Bir yanıyla da aslında güç odaklarına verilen bir mesajdı. Yani iç ve dış odaklara da: “Bakın ben cumhurbaşkanı olabilirim. Böyle birbirinden farklı ismini bildiğiniz insanları bir araya getirebiliyorum”. “Sistem kurucu” demişti ya? “Ben sistem kurucu olabilirim. Benimle çalışabilirsiniz” dedi. Ama ben bunun çok başarılı olduğuna inanmıyorum. Toplantının kendisinin birtakım katkıları olabilir. Ama bu gelinen noktada, Kılıçdaroğlu’nun adaylığını güçlendirebilmesinde, iddiasını çok daha güçlü bir şekilde Altılı Masa’ya, muhâlif tabana ve onun dışında da gözünü muhâlefete çevirmiş olan kesimlere kendisini kabullendirmede çok işine yarayabileceğini sanmıyorum. Muhakkak bir etkisi olur, ama bence bunun çok daha ötesinde bir olay var — son dönemde bunu yaşıyoruz: Bir yanda Erdoğan var, diğer yanda “Karşısına kim çıkacak?” sorusu artık daha baskın. Erdoğan’ın, yaşadığı bütün krizlere, bütün sorunlara rağmen, sağlığıyla ilgili çıplak gözle görülen o durgunluğuna rağmen, Kılıçdaroğlu’nun onu sandıkta yenebileceği düşüncesi, bence kolay kolay ortaya çıkamayacak. 
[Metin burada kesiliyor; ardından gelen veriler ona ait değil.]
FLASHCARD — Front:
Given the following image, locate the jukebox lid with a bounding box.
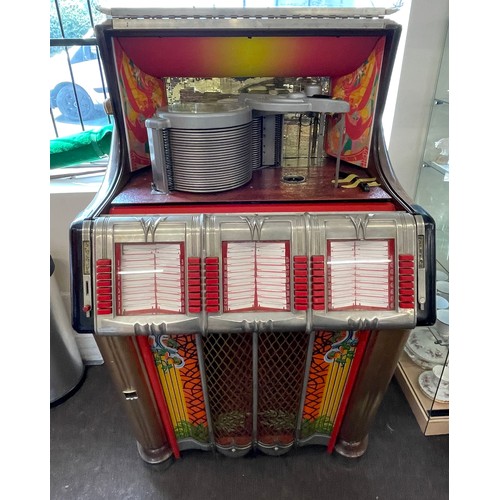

Kılıçdaroğlu’nun yenemeyeceğini söylemiyorum. Ama başkalarının daha kolay yenebileceği, Kılıçdaroğlu’nun zorlanacağı, kazanamama ihtimâlinin yüksek olduğu yolundaki görüşleri bertaraf edebilmiş değil. Buradaki temel husus da Erdoğan’ın sâhaya çıkması oldu. Benim konuştuğum Kılıçdaroğlu’na yakın isimler, “Kesin o olacak” diyorlar. Açıkçası ben çok emin değilim. Ama her halükârda çok da geciktirmeden adayı artık açıklamak zorunda kalacaklar. Dikkatinizi çekerim: “Zorunda kalacaklar” diyorum. Yani çoktan açıklamaları gereken bir şeyi, mecbur kaldıkları için yapacaklar. Bu da çok acayip bir şey. Burada boşa geçen bunca zaman ve enerji var. Ben bunu düşünüyorum. Ama Bilkent’teki toplantıda gördüm: Kendileri çok fazla şikâyetçi değildi ya da değilmiş gibi yapıyorlardı.

CHP’nin cumartesi günü toplantısında da, insanlar zâten bu büyük organizasyonla efsunlanmış haldeydiler. Ama meselâ CHP’de, isimlerini vermeden konuşan birileriyle sohbet ettiğimde –ki böyle birtakım kilit yerlerdeki isimlerle sohbet etme imkânım oldu–, “Bunlar iyi güzel de, Altılı Masa olarak ne yapacağız? Aday kim? Masa’nın ortak programı ne? Bunlar hâlâ belli değil. Bu bizi zorluyor” diyen çok kişiyi de gördüm. 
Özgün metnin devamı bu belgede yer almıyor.